Si vous voyagez en voiture en Espagne cet ete pensez

Frontaliers ou non, les Français seront nombreux à prendre leur voiture pour aller en vacances cet été. Dans l’Hexagone bien sûr, mais également à l’étranger, que ce soit en Italie, en Allemagne ou en Espagne. Et qui dit conduite à l’étranger, dit règles à respecter. Ainsi, il est primordial de respecter le Code de la route local, à commencer par les limitations de vitesse. Mais pas uniquement. Dans certains pays, des équipements sont indispensables, voire obligatoires, contrairement à la réglementation française.

En Espagne, justement, une obligation, parfois méconnue des Espagnols eux-mêmes, pourrait coûter cher aux Français en cas d’oubli. Comme l’explique le Diari de Girona, relayé par l’Indépendant, il est obligatoire de disposer dans son véhicule d’une roue de secours ou d’un kit anti-crevaison.
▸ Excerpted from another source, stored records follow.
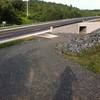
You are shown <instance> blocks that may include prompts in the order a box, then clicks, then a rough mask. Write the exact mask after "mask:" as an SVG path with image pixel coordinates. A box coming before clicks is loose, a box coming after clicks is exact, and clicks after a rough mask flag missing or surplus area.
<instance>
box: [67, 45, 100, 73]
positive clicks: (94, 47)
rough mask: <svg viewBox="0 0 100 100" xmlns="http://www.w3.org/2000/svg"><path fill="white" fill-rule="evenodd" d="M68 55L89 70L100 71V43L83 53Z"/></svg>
mask: <svg viewBox="0 0 100 100" xmlns="http://www.w3.org/2000/svg"><path fill="white" fill-rule="evenodd" d="M66 56H67V57H68V58H70V59H72V60H74V61H75V62H77V63H79V64H80V65H82V66H84V67H86V68H87V69H88V70H90V71H93V72H95V73H100V45H97V46H95V47H93V48H89V49H87V50H84V51H82V52H81V53H78V54H74V55H70V54H68V55H67V54H66Z"/></svg>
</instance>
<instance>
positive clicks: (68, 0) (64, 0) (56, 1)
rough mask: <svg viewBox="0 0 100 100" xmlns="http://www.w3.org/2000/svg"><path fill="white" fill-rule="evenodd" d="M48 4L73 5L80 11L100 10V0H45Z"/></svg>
mask: <svg viewBox="0 0 100 100" xmlns="http://www.w3.org/2000/svg"><path fill="white" fill-rule="evenodd" d="M44 1H47V2H55V3H62V4H67V5H70V4H71V5H73V6H74V7H78V8H80V9H100V0H44Z"/></svg>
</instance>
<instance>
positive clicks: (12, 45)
mask: <svg viewBox="0 0 100 100" xmlns="http://www.w3.org/2000/svg"><path fill="white" fill-rule="evenodd" d="M30 40H34V41H35V40H36V37H28V38H24V39H19V40H15V41H11V42H7V43H3V44H0V49H1V48H7V47H10V46H14V45H17V44H21V43H23V42H25V41H30Z"/></svg>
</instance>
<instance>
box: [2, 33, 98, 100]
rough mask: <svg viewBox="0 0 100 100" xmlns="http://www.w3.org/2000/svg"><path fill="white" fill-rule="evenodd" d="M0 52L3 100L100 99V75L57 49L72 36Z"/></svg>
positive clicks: (24, 44) (13, 47)
mask: <svg viewBox="0 0 100 100" xmlns="http://www.w3.org/2000/svg"><path fill="white" fill-rule="evenodd" d="M57 35H58V37H55V38H52V39H48V38H44V37H42V38H40V39H38V40H37V41H35V42H33V41H29V42H24V43H22V44H20V45H16V46H12V47H9V48H4V49H0V100H100V75H99V74H94V73H92V72H89V71H87V70H86V69H83V68H82V67H80V66H79V65H77V64H74V63H72V62H71V61H69V60H67V59H65V58H64V57H63V56H62V55H61V54H60V52H59V51H57V49H56V45H57V44H59V43H63V42H65V41H66V43H69V41H70V39H72V38H73V35H72V34H57Z"/></svg>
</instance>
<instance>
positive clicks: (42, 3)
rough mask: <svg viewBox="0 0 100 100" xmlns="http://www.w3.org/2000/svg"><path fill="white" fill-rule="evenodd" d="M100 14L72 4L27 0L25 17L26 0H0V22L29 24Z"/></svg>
mask: <svg viewBox="0 0 100 100" xmlns="http://www.w3.org/2000/svg"><path fill="white" fill-rule="evenodd" d="M95 15H100V11H99V10H92V11H90V10H80V9H78V8H76V7H73V6H72V5H70V6H68V5H63V4H56V3H50V2H44V1H39V0H29V17H28V18H27V17H26V2H23V1H22V0H0V23H2V21H6V22H7V23H8V24H30V23H34V22H44V21H52V20H60V19H67V18H75V17H82V16H95Z"/></svg>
Si, en France, un automobiliste ne disposant ni de l’un, ni de l’autre, n’écopera d’aucune sanction, c’est différent sur les routes espagnoles. «Si vous circulez sans roue de secours et sans système alternatif de réparation des crevaisons, vous risquez une amende», écrit le Diari de Girona.

Les roues de secours ont disparu des voitures neuves

Le quotidien catalan précise que cette amende sera équivalente à 200 euros, car un véhicule doit disposer d’un équipement permettant de «garantir la mobilité» en cas de crevaison. L’information est de taille pour les automobilistes étrangers, car depuis plusieurs années, les constructeurs automobiles ne fournissent quasiment plus de roue de secours. Il est toujours possible d’en avoir une, mais il s’agit d’un équipement en option lors de l’achat d’un véhicule.

Les kits anti-crevaison sont devenus la norme, mais tout le monde n’en a pas forcément un dans son coffre. Comme l’expliquait l’association de consommateurs l’UFC-Que Choisir en mars dernier, Citroën ne propose même plus de kit anti-crevaison à bord de son nouveau C5 Aircross. Il faut débourser 20 euros pour s’octroyer un «kit de dépannage». Étonnant pour l’association de consommateurs quand on sait que certaines versions peuvent atteindre 43 000 euros. A tel point qu’un véritable «business de la galette» a vu le jour depuis.